AUDIENCE MEMBER: Good morning. I’m Marshall Patton (PH) from Bandera, Texas.
And first I’d like to thank you very much for not only giving us a good investment vehicle, but giving us a good education along the way. And thanks a lot for the two-volume set of the letters to stockholders over the years. It’s required reading around our place.
And if you can contain your hostility, I’d like to thank Charlie Munger for — (Buffett laughs) — the copy of his speech to the University of Southern California Business School students back in 1994. It’s also required reading.
And I want to ask you, when are you going to write your book?
WARREN BUFFETT: (Laughs) Well, first of all I’d like to comment on Charlie’s talk here.

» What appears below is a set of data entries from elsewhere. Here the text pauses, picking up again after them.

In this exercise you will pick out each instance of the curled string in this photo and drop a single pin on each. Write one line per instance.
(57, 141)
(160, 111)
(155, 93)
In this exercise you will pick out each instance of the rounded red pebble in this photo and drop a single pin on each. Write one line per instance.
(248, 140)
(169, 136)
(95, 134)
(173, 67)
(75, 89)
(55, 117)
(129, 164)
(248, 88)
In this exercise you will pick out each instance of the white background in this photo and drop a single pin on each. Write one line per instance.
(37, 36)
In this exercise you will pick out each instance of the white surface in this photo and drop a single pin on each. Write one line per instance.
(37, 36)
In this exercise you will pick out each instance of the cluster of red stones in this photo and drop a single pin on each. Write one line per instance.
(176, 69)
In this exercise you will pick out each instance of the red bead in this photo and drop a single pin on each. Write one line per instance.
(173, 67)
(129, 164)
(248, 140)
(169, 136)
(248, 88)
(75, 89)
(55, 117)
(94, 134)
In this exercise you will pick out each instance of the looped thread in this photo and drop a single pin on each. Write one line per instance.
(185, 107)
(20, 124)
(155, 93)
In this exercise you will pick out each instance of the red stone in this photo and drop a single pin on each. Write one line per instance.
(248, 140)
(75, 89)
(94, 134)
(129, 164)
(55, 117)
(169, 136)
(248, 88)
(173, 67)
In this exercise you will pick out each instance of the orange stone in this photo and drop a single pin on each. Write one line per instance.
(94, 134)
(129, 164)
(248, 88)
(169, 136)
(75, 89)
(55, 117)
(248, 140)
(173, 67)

I think every investor in the world ought to read that talk before they invest. I think that’s a classic. And we have copies available for — we mailed it out a year or so ago to the shareholders at that time. But anybody’d like a copy of that talk I’d be glad to supply it.
There doesn’t seem to be any need for me to write a book. Everybody else is doing it. (Laughter)
We’ve got Janet Lowe here who just wrote the most recent one.
You know, at one time or another I said everything I know and a good bit more. So I’ve never felt compelled to do it. I really feel that the annual reports are sort of a book on the installment system.
Plus I think very few people write two books, and I have this kind of unwarranted optimism, I guess, that the best is always yet to come and there are a lot more interesting things that are going to happen, and I would hate to preclude commenting on those. So I think it’s going to be a few years. But I may get around to it at some point.
But I think maybe it’d be a bad sign if it happened, because it might be that I really thought that what I was writing about was more important than what was going to happen next.
Charlie, are you going to write a book?
CHARLIE MUNGER: No, but your comment about why you are unable to write a book reminds me of the Middle Western fellow who left an unfinished manuscript. And he apologized for not finishing his book, which was entitled Famous Middle Western Sons Of Bitches. (Laughter)
And he said he was always meeting a new one — (laughter) — and therefore he could never finish the book. (Laughter and applause)
WARREN BUFFETT: As a courtesy, Charlie and I are leaving each other out of the book that we write. (Laughter)
Charlie was — Charlie grew up in Nebraska, and he’s authentic. He has the credentials to prove it. We worked in the same grocery store at different times many years ago.